Mr McIntosh explained: "Berkshire met as a board within two weeks of the VAT problem becoming apparent and took the decision to give notice to CfBT.
They subsequently said that the adoption of an in-house model would prove advantageous. They did not provide information to support that belief and had no criticism of our performance or service delivery."
Bedfordshire's position was slightly different. He feels that the VAT issue "spurred them into action they may have already wanted to take".
Nord Anglia has lost three contracts in Greater Manchester, where Bolton, Bury and Stockport local authorities have taken over its Connexions work.

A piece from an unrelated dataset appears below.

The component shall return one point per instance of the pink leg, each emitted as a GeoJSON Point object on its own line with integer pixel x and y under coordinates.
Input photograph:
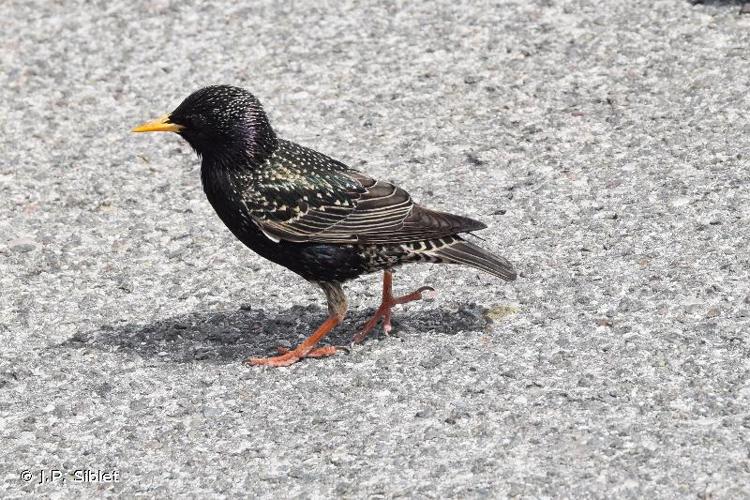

Liam Duffy, chief executive of Nord Anglia's Lifetime Careers group, said:
"The VAT changes are not the reason why we lost these contracts because the process was set in motion before the changes were announced, but they certainly didn't help.
"It is more to do with anti-private sector sentiment. We invested a great deal in service delivery and it has been taken over with no compensation.
"The VAT decision is very damaging to the private sector. It provides more ammunition to those who want to run direct delivery organisations rather than work with private partners," he said.
Carolyn Caldwell, executive director of the National Association of Connexions Partnerships, said: "The VAT situation triggered some partnerships to look at how they were delivering the service and to see if it could be made more efficient."